An octogenarian now, Lamborn continues to cross-breed peas in a process very similar to that of Gregor Mendel himself: as Civil Eats recently chronicled, he pollinates his plants by hand, and a new generation of chefs and farmers now admires his work. His creations appear on menus at Per Se, The Breslin, Danny Meyer restaurants and more. Greenmarket farmers also fawn over the seeds he’s able to produce.
Dr. Lamborn collaborates with Greenmarket farmer Rick Bishop of Mountain Sweet Berry, providing him with unreleased seeds and soliciting feedback on each new crop. His son, Rod Lamborn, is an city-based photographer who acts as a go-between. Lamborn the younger introduced his father’s seeds to Bishop via Wiley Dufresne several years ago, and a partnership was born. Bishop, the type of farmer who carries a refractometer around the Greenmarket, tests Lamborn varietals on his own farm before they’re ready for sale. Other farmers have started growing Lamborn’s purple snow peas and stringless snaps, too; while they’re almost finished for the season at Mountain Sweet Berry, they’ll be available for a few more weeks from Tamarack Hollow Farm, which is located further north.
Lamborn’s humble snap pea has birthed myriad flashier siblings including a purple snow pea, an unfortunately titled yellow snow pea (you’ll find it under different names at farmers markets; I’ve seen it called a golden snow pea and a yellow-podded snow pea), and a pea shoot that has chefs shelling out $38 per pound (the mother plant, ironically, doesn’t produce a particularly great pod).
The popularity of Lamborn varietals like the variegated yellow maroon snap pea is emblematic of a shift in attitude towards uniformity in vegetables. Commercial breeding favors identical pods for obvious reasons — in the frozen food market, where vegetables are processed with machinery, uniformity is a priority. The yellow maroon snap pea is gorgeous, but no two peas look the same: sometimes they curl, and the colors tend to vary. “Chefs love that there’s no predictability to them,” Rod Lamborn explains.

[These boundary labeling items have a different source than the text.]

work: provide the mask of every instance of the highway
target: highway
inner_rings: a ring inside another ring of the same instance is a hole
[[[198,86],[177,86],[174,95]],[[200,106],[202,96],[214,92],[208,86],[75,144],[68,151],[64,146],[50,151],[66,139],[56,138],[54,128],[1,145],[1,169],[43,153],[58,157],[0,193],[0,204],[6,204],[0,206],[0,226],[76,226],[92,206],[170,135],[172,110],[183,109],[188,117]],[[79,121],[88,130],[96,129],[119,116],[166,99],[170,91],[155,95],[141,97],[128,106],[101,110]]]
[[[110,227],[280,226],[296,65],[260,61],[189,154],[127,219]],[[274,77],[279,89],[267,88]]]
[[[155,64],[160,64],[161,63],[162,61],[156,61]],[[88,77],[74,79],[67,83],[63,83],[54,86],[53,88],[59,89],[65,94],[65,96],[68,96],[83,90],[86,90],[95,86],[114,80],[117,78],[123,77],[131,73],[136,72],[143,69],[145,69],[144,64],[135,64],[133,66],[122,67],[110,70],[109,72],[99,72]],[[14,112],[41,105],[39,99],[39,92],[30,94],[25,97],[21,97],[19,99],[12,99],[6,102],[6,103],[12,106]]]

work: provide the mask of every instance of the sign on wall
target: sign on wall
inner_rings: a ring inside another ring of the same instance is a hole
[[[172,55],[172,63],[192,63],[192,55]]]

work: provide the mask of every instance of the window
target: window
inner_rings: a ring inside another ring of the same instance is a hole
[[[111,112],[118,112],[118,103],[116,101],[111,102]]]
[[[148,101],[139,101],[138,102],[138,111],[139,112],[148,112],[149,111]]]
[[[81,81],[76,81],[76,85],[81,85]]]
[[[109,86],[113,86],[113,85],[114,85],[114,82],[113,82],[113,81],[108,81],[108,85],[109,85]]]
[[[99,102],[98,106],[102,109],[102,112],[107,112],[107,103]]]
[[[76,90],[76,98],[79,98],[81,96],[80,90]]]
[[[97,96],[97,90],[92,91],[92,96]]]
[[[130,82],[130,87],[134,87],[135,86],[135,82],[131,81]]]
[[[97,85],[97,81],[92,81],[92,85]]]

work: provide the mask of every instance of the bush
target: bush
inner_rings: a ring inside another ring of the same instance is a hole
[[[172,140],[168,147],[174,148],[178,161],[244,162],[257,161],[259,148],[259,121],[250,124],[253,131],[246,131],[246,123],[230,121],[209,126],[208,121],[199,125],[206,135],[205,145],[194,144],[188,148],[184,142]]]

Perhaps Lamborn’s splashiest recent endeavor are his pea tendrils that are engineered to have a unique leaf structure that resists the onset of fiber while benefitting from the flavor of a mature plant. On the rare occasion that they can be found at market, they sell for $38 per pound or more — the seeds are expensive, the labor is intensive, and the resulting product provokes an enthusiastic response from chefs impervious to sticker shock.